In the coming months, the political team will also put pressure on Santorum as Pennsylvania’s late-April primary nears, emphasizing that Gingrich won Georgia, and Romney won Michigan, so Santorum must prove that he can win his home state. Reaching out to unbound delegates, those who are not technically required to vote for a specific candidate, is part of the plan, too.
As one Gingrich aide explains, at the political level, it’s about mapping out the convention, bloc by bloc; at the communications level, it’s about framing the stakes; and at the financial level, it’s about sustaining the campaign via small-dollar donors and keeping expenses to a minimum.
By August, after a potentially tumultuous 60-day period between the final primary and the convention, Gingrich’s campaign will be ready to make its case at the convention. “We are charging ahead,” says Leslie Gaines, the campaign’s deputy political director. “We will fight the good fight in Tampa. Remember, this is going to take some time. But in the end, the speaker continues to believe, as do we, that he is the only candidate who can beat President Obama.”

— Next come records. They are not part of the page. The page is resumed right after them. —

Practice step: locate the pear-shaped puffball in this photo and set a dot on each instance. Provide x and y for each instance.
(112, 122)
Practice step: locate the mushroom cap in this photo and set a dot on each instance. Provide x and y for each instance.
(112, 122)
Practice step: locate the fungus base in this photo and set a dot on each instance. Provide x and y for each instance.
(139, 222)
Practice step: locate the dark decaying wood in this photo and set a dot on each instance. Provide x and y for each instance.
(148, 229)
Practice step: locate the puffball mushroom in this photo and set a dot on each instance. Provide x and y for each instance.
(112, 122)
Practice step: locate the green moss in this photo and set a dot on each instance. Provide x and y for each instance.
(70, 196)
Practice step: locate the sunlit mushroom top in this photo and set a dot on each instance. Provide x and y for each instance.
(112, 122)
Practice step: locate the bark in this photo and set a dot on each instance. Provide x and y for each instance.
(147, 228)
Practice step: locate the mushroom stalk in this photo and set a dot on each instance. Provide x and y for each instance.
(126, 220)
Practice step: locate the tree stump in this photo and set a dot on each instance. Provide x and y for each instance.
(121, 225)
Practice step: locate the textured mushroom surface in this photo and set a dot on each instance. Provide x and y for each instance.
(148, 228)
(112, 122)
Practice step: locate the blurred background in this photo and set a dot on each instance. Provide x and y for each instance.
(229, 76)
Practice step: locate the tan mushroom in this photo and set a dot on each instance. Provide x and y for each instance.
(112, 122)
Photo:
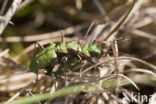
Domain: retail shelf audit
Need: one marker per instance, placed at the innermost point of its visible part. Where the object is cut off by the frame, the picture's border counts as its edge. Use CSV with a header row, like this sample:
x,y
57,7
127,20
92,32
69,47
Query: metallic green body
x,y
43,58
47,57
72,61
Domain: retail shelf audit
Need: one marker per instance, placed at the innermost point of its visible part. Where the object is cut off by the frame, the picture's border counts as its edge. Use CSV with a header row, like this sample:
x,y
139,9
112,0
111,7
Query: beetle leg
x,y
39,45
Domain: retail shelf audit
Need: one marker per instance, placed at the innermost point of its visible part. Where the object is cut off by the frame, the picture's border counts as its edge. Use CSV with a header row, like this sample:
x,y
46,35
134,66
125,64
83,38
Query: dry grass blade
x,y
132,82
120,22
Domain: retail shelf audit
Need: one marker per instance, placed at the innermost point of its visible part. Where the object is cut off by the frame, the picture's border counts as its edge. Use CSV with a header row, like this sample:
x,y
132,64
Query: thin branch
x,y
55,34
9,14
138,79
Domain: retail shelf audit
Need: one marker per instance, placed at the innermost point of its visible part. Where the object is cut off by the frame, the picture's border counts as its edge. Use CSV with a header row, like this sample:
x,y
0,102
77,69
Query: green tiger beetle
x,y
70,53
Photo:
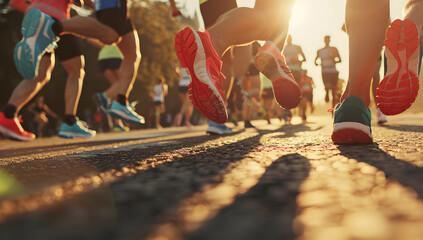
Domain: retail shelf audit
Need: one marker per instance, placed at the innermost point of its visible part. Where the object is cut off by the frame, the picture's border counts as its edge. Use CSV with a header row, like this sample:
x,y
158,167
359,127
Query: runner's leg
x,y
366,30
27,89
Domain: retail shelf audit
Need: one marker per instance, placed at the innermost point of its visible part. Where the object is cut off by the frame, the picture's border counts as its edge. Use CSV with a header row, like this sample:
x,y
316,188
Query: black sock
x,y
57,27
121,99
9,111
69,119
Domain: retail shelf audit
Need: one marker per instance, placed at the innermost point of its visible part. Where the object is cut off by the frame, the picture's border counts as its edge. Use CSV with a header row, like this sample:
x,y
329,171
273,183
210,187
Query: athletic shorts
x,y
252,70
183,89
307,97
213,9
116,18
157,103
67,48
267,93
330,80
109,64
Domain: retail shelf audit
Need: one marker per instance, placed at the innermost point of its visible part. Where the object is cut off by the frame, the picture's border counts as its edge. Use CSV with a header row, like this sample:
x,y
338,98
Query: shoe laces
x,y
82,124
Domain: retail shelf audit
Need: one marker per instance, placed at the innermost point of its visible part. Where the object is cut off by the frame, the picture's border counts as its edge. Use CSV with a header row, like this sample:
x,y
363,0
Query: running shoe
x,y
126,113
352,122
120,128
381,118
102,101
11,128
77,130
38,38
218,128
195,52
272,64
398,90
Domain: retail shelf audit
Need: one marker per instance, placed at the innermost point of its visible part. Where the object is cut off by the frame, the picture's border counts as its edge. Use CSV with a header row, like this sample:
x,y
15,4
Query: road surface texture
x,y
273,182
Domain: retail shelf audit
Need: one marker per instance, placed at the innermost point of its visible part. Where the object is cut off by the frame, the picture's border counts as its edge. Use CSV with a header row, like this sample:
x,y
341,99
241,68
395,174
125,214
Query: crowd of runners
x,y
224,71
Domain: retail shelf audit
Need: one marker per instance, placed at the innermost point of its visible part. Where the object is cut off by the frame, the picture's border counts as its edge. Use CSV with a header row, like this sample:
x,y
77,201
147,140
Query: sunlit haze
x,y
311,21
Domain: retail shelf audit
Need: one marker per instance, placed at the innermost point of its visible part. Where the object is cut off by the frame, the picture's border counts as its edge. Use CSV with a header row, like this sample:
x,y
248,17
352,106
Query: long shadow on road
x,y
267,210
403,127
42,173
405,173
129,206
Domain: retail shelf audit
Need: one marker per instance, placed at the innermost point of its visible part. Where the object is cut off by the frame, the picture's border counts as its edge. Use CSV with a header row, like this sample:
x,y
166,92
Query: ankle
x,y
10,111
122,99
69,119
218,45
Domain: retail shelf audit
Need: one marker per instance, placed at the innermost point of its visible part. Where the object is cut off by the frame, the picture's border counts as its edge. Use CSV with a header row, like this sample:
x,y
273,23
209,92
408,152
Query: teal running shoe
x,y
218,128
38,38
352,122
126,113
77,130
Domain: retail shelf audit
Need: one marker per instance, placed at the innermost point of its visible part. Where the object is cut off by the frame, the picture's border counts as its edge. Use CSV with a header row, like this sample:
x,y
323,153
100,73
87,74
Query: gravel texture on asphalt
x,y
272,182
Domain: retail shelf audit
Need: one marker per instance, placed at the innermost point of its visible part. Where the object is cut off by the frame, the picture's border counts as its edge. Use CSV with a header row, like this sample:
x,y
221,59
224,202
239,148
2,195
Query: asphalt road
x,y
273,182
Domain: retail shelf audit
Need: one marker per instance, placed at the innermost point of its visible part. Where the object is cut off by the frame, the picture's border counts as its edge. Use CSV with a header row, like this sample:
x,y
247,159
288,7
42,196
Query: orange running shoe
x,y
398,90
11,127
195,52
272,64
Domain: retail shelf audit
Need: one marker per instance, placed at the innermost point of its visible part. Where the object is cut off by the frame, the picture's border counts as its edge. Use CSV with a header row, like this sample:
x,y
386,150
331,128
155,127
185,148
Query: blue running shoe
x,y
352,122
102,101
38,38
218,128
126,113
77,130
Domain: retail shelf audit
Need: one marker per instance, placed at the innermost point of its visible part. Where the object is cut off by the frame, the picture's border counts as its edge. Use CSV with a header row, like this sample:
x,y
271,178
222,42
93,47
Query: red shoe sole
x,y
397,91
201,96
351,136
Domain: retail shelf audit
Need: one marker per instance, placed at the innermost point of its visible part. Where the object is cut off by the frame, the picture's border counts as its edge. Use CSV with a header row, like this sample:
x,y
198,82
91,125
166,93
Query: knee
x,y
76,69
133,56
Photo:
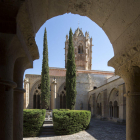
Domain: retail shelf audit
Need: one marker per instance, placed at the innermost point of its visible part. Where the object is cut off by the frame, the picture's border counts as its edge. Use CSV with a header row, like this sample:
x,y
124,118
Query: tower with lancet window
x,y
83,50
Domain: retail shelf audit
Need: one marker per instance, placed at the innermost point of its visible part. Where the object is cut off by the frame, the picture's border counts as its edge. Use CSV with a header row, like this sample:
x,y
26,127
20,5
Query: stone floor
x,y
98,130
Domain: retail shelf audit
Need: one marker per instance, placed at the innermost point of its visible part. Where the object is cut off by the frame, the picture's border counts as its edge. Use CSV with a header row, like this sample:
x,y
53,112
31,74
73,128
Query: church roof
x,y
78,32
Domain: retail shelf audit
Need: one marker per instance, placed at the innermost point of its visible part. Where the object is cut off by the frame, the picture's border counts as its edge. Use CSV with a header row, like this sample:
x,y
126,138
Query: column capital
x,y
8,83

It’s a complicated bet. But they believe that in a contested-convention scenario, and perhaps only then, the usual presidential metrics — money, momentum — will mean little, and it’ll come down to a damaged moderate versus a tested warrior.
“Newt is no shrinking violet,” says Katon Dawson, an adviser to Winning Our Future, a pro-Gingrich super PAC. “His whole life, nothing has every come easy to him. I’ve known him for many years. He’s having a good time running for president. He’s not going to end this.”
“Remember, these conventions are odd animals,” Dawson says. “If nobody gets this thing on the first ballot, all hell will start breaking loose. If you start to think about who wins debates, and then think about Gingrich getting up there, in that moment, talking about his life and why he should be president of the United States, you can see it.”